Six works of art in the open air

Urban Art


6 works of art in the open air

We reveal to you six free art experiences

Fancy an open-air art stroll? Apart from the - admittedly great - museums, there is also plenty of art to discover in the streets of Düsseldorf. We have put together a route for you.

Kö-Bogen, Uecker Nagel 

Who drove the nail so crookedly in front of the Kö-Bogen? A glance at the inscription in the floor reveals that it was the ZERO artist Günther Uecker, who lives in Düsseldorf. Uecker, who is known for his relief-like nail paintings, wants to remind us of the industrial tradition on the Rhine and Ruhr with this two-meter-high work facing the Ruhr region.

Court Garden, Les Meninas

What are four Spanish court ladies in dissolute skirts and with striking headdresses doing in the Hofgarten? Inspired by the baroque painting "Las Meninas" by the Spanish painter Diego Velázquez, Manolo Valdes created the four bronze statues in 2007 that seem to be strolling across the lawn at the eastern entrance to the courtyard garden.

K20, Hornet

Behind the shiny black building of the art collection on Grabbeplatz is a colorful eye-catcher: "Hornet" is the name of the wall-spanning mosaic that the English-American artist Sarah Morris created for Paul Klee Square. The colorful glazed tiles are absolutely Instagrammableand can be found on countless social media accounts.

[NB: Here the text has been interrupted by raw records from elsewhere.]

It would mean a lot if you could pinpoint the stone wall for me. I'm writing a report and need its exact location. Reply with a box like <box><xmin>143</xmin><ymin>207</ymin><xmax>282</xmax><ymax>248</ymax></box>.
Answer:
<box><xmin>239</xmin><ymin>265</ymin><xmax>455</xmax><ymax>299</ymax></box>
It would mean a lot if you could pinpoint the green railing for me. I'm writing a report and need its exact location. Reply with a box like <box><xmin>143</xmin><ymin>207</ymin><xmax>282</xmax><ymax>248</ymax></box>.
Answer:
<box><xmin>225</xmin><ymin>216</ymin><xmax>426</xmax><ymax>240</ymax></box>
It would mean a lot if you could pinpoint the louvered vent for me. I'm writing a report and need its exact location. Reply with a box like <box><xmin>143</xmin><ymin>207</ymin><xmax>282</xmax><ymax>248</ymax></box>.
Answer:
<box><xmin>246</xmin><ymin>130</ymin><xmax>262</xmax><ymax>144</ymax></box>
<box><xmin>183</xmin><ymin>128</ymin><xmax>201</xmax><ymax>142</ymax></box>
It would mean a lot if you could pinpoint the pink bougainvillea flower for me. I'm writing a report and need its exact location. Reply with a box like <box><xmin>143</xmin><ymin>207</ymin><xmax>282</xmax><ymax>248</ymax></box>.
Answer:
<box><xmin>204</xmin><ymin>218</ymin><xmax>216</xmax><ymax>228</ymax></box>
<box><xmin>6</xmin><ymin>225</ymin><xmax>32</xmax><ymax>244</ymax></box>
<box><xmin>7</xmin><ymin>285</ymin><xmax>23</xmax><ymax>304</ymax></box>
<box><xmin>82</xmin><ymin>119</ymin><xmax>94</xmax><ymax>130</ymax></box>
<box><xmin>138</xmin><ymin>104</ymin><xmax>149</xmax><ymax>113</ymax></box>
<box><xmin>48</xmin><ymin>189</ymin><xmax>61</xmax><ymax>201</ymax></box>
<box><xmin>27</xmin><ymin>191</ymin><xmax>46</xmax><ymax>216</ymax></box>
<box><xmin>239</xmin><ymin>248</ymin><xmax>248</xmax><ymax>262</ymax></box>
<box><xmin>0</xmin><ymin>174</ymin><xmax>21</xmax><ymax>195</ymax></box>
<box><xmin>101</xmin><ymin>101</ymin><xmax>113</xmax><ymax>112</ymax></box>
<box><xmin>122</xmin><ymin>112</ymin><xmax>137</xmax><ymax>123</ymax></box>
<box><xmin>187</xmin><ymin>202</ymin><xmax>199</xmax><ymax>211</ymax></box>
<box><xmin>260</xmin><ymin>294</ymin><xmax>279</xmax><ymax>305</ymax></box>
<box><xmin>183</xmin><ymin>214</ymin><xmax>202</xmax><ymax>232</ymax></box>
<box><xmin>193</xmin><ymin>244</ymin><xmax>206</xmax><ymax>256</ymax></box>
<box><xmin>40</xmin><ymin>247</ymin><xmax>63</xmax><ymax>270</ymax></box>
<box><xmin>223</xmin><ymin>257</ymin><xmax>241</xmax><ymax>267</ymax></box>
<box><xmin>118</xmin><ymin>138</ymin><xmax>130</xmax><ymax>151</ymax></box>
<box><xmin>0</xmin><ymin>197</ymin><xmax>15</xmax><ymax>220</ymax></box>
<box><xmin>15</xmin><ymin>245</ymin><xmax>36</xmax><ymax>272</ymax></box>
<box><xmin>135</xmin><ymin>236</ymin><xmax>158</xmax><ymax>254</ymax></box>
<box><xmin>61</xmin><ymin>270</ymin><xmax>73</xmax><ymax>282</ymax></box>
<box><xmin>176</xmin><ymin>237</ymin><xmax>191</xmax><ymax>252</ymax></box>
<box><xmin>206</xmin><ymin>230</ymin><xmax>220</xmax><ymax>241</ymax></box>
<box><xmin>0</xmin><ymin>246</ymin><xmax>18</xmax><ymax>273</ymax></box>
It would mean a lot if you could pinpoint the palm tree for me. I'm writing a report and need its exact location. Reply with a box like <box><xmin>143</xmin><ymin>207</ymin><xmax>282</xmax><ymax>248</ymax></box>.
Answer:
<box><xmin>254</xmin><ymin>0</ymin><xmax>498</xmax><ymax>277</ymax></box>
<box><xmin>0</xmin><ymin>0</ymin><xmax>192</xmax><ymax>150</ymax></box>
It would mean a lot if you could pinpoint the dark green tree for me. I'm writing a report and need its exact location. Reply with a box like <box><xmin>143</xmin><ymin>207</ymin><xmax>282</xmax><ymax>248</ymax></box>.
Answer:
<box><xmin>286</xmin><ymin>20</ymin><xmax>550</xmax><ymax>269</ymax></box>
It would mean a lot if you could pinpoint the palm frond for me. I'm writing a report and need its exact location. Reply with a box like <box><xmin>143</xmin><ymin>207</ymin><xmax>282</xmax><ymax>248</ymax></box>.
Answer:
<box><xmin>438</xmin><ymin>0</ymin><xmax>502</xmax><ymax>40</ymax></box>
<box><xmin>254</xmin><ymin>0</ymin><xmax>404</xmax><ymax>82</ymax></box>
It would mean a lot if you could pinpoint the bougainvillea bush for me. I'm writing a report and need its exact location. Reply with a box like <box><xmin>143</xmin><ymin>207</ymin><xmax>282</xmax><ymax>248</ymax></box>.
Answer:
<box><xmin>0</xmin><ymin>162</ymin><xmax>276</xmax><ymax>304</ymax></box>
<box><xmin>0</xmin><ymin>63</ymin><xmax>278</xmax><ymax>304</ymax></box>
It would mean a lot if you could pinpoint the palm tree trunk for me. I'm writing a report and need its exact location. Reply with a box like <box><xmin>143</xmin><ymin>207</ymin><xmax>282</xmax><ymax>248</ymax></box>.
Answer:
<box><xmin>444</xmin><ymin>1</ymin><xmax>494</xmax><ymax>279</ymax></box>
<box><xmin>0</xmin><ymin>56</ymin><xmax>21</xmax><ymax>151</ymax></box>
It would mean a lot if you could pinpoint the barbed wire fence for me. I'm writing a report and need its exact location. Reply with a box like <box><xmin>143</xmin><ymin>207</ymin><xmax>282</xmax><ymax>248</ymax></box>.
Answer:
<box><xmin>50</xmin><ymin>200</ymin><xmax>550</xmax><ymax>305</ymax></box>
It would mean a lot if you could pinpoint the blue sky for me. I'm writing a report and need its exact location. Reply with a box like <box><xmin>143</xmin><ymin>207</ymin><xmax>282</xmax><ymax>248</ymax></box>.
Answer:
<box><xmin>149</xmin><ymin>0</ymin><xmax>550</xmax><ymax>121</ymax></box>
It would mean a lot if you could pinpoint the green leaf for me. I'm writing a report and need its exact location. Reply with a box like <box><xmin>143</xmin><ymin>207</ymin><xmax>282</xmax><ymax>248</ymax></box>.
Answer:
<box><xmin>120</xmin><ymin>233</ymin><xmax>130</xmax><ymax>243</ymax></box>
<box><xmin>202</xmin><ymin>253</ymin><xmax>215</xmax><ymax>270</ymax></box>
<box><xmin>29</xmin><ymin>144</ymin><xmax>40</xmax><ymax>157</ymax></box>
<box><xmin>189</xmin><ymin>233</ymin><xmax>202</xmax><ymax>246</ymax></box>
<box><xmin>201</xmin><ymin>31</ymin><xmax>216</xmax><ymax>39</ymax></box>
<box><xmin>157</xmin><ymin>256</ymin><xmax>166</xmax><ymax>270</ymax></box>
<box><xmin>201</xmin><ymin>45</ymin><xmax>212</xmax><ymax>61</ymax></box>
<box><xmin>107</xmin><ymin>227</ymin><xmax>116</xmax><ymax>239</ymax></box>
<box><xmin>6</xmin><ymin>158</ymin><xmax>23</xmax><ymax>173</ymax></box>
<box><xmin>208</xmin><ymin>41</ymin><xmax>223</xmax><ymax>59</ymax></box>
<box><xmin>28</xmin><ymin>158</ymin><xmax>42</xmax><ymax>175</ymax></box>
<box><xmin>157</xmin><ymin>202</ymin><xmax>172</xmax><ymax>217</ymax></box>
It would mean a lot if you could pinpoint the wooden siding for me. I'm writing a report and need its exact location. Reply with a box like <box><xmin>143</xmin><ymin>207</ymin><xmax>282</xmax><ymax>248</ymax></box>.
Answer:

Do exoticism and a busy traffic junction go together? Yes, thought artist Tita Giese, and in 2006 she created a controversial work of art at Stresemannplatz. Giese had palm trees grow out of car tires on several traffic islands to "bring in an association of wild nature." The ensemble is particularly worthwhile as a photo motif in the evening hours when it is illuminated.

Castle Square, City Elevation Monument

1288 was a decisive year in Düsseldorf's history: the then small settlement on the Düssel was granted city rights by Count Adolf V after the Battle of Worringen. A detailed bronze sculpture on Burgplatz shows scenes from the Battle of Worringen and the sealing of the town charter.

Wheel beater at the Uerige

The Radschläger belongs to Düsseldorf like Altbier and the Rhine. In 2001, there was a major art campaign in which more than 100 man-sized, differently designed Radschläger were distributed throughout the city. A particularly beautiful remnant from this time can be admired on Marktstraße opposite the Uerige.